Geir Haarde, the former prime minister of Iceland and the only politician in the world to face prosecution for his role in the 2008 financial crisis, has been found guilty of failing to hold emergency Cabinet meetings in the runup to the crisis. However, he was cleared of three more serious charges, which could have jailed him for two years.
Haarde, who served as prime minister between 2006 and 2009, had pleaded not guilty to all the charges, including gross negligence over the government’s failure to prepare for the impending disaster.
Haarde attacked the guilty verdict as “absurd,” and accused the judges of bowing to political pressure.
“It is obvious that the majority of the judges have found themselves pressed to come up with a guilty verdict on one point, however minor, to save the neck of the parliamentarians who instigated this,” he said outside the country’s specially convened Landsdomur criminal court in Reykjavik.
Haarde was the first person in history to stand trial at the 15-judge court, which was created in 1905 to hear any charges brought against ministers.
Haarde fell from power after the country’s three biggest banks — Glitnir, Kaupthing and Landsbanki — collapsed, the country’s economy went into meltdown and the government was forced to borrow US$10 billion to prop up its economy.

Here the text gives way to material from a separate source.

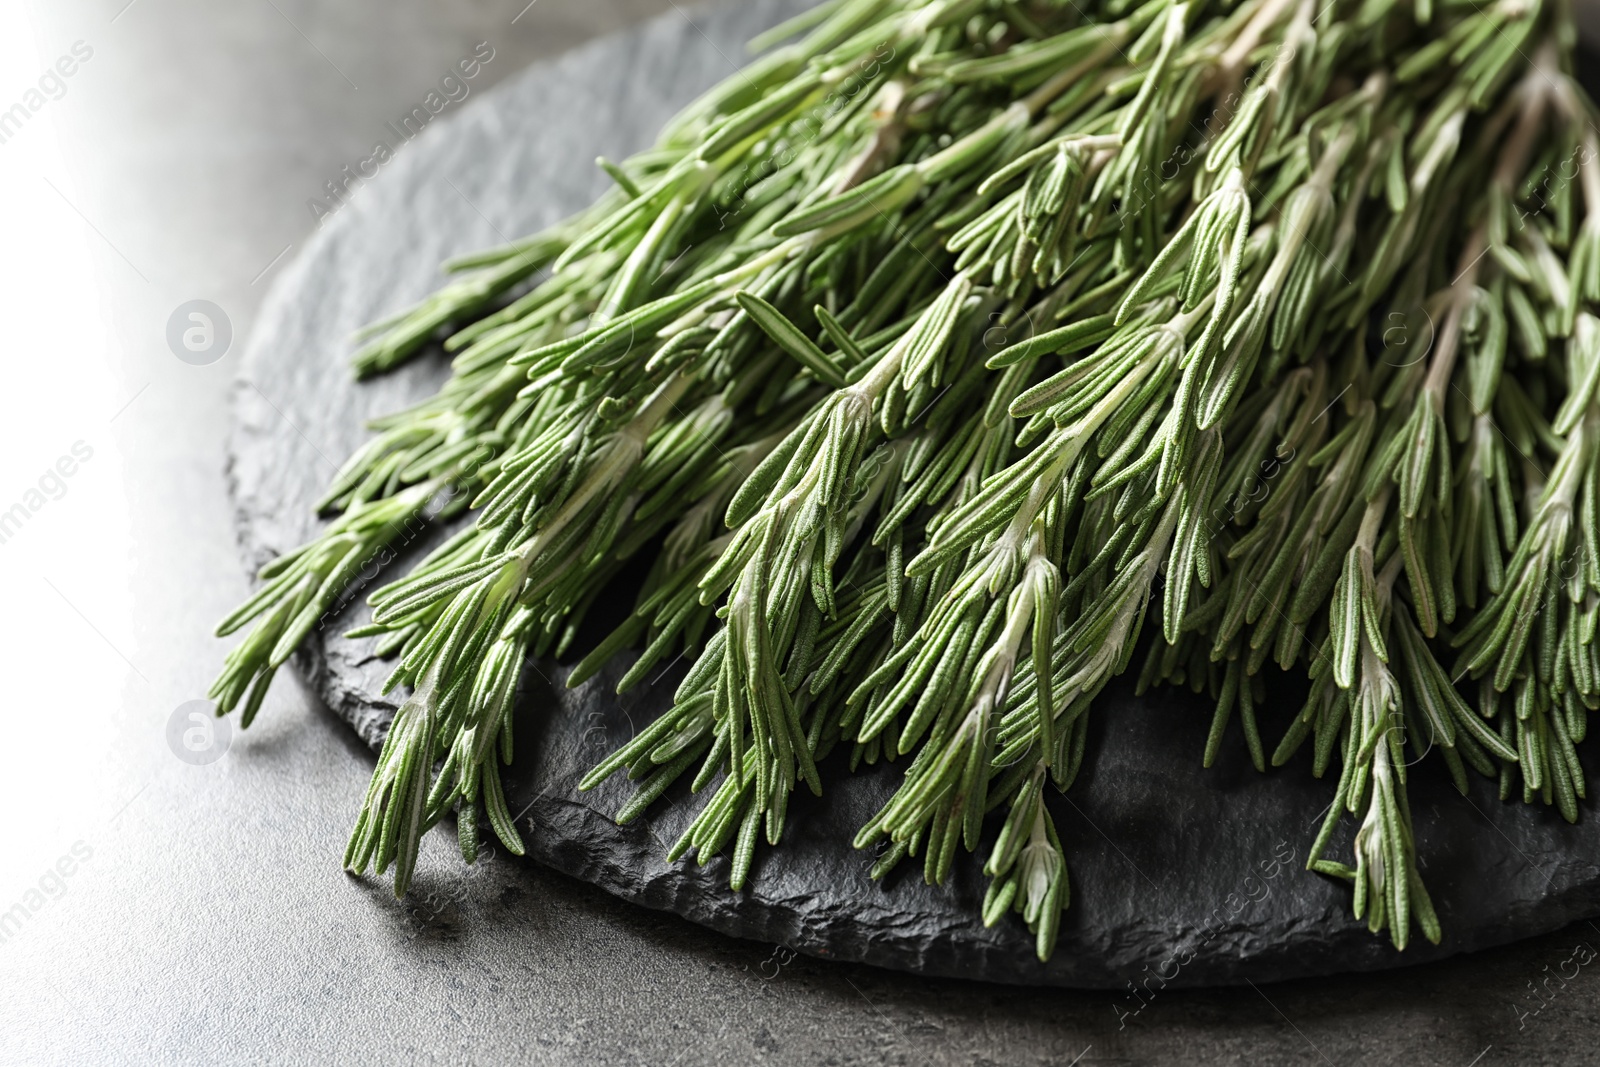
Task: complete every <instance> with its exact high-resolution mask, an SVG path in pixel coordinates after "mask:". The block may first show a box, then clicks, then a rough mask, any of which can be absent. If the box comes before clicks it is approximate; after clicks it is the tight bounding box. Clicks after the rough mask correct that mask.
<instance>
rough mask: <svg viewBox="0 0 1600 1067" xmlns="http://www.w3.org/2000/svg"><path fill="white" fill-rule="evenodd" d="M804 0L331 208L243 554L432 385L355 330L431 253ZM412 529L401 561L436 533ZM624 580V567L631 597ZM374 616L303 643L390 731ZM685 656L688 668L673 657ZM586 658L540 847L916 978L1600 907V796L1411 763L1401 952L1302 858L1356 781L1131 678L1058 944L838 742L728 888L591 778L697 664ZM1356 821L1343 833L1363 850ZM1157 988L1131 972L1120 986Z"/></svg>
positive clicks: (555, 771) (689, 95)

“None of us realized at the time that there was something fishy within the banking system itself, as now appears to have been the case,” he said during the trial. “I think it’s illogical to think that I or anyone else in the government could have reduced the size of the banks to a greater extent than was done at the time.”
Haarde, 61, was also cleared of charges related to his failure to prevent the contagion from spreading to the UK by not insisting that Icelandic banks ring-fence their overseas operations.